Rainbow CSV has 2 main features:
- Highlights csv columns in different rainbow colors.
- Provides SELECT and UPDATE queries in RBQL: SQL-like transprogramming query language.
There are 2 ways to enable csv columns highlighting:
- CSV autodetection based on file content. File extension doesn't have to be .csv or .tsv
- Manual CSV delimiter selection with :RainbowDelim command (So you can use rainbow_csv for non-table files, e.g. to highlight function arguments in different colors)
To run an RBQL query either press F5 or enter the query in vim command line e.g. :Select a1, a2
The demo table is demo/movies.tsv. There are also some other test datasets in python/test_datasets. In this demo python expressions were used, but JavaScript is also available.
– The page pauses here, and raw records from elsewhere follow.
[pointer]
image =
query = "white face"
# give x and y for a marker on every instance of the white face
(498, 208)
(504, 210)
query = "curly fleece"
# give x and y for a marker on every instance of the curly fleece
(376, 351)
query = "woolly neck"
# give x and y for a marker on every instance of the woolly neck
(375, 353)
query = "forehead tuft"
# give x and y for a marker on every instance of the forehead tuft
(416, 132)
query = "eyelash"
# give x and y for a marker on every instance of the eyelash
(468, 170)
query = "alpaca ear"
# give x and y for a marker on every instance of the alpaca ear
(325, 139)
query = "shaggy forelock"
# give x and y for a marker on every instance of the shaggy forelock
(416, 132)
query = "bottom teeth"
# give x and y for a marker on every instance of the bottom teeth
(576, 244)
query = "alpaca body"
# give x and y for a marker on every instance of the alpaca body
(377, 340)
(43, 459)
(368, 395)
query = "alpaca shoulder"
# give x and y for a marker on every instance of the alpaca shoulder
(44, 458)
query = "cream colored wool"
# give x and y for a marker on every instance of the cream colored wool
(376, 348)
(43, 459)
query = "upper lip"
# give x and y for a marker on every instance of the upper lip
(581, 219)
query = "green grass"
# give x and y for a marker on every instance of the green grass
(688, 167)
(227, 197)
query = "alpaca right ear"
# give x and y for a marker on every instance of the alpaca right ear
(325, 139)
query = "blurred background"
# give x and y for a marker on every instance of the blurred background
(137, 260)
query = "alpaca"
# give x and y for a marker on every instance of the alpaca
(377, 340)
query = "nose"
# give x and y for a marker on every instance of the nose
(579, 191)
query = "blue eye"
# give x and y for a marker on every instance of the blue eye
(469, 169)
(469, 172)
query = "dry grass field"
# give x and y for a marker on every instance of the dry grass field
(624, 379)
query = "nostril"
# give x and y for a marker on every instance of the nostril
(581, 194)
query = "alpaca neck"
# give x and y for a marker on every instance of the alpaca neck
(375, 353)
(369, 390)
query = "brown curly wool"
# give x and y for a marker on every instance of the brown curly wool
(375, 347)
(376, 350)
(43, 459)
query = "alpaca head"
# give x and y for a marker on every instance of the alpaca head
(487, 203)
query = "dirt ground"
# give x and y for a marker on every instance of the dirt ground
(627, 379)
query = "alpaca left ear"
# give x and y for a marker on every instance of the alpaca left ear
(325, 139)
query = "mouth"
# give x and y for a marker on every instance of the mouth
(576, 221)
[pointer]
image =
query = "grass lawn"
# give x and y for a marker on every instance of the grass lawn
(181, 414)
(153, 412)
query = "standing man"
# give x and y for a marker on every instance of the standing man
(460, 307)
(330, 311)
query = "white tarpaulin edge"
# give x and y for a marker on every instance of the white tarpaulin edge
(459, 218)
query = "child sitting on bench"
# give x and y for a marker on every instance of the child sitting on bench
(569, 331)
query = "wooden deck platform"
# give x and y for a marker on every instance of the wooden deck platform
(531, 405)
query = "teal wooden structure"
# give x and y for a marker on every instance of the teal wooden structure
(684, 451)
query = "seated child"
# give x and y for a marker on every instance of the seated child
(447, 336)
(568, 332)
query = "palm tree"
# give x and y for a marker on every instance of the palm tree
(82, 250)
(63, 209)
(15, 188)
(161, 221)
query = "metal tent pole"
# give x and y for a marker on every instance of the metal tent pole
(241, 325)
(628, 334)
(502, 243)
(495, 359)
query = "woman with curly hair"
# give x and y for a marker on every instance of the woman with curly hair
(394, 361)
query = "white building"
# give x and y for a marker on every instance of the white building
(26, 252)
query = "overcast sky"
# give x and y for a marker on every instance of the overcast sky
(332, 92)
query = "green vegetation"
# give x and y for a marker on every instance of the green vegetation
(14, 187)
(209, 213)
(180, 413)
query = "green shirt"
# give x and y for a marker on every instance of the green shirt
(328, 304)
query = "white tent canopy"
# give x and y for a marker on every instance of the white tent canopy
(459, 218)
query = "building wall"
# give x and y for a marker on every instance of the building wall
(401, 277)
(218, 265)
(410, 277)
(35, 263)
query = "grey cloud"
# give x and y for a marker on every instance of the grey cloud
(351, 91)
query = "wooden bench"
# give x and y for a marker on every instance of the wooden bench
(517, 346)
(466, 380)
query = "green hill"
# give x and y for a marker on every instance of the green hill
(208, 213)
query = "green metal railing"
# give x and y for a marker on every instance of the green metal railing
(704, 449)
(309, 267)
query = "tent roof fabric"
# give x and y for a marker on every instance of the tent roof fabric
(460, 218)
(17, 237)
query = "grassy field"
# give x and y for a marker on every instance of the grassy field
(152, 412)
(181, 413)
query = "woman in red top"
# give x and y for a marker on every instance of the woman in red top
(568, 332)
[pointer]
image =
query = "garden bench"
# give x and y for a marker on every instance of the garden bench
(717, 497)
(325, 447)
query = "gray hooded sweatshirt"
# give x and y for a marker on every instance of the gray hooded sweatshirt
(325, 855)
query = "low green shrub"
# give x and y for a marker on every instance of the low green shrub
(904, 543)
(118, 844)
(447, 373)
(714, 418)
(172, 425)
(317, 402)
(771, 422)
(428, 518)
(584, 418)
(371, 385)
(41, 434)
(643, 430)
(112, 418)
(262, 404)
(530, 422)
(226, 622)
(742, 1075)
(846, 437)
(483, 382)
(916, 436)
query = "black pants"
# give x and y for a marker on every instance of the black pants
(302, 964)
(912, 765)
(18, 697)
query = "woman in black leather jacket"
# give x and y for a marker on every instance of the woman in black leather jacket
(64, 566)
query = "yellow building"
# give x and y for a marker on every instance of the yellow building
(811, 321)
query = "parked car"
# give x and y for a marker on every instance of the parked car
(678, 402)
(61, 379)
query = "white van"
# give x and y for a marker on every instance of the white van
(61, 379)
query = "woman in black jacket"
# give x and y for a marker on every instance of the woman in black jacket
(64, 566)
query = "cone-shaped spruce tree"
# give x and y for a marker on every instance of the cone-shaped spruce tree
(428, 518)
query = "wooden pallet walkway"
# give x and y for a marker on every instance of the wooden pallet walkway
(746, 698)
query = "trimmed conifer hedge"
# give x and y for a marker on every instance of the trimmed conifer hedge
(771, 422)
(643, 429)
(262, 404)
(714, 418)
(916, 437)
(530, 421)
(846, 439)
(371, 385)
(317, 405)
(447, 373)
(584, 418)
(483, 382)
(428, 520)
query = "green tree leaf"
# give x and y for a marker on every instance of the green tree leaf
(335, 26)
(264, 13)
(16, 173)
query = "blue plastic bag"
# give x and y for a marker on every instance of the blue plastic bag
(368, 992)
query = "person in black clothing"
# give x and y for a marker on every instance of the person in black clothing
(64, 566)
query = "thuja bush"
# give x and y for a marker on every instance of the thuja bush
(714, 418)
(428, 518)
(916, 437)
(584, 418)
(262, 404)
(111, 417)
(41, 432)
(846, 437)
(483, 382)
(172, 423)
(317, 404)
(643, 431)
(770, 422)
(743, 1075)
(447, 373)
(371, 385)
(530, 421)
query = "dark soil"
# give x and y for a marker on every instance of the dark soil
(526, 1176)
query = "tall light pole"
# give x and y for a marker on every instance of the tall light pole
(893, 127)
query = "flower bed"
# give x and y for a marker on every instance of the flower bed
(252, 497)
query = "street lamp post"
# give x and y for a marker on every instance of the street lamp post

RBQL is a technology which provides SQL-like language that supports SELECT and UPDATE queries with Python or JavaScript expressions.
- Use Python or Java Script expressions inside SELECT, UPDATE, WHERE and ORDER BY statements
- Output entries appear in the same order as in input unless ORDER BY is provided.
- Input csv/tsv table may contain varying number of entries (but select query must be written in a way that prevents output of missing values)
- Result set of any query immediately becomes a first-class table on it's own.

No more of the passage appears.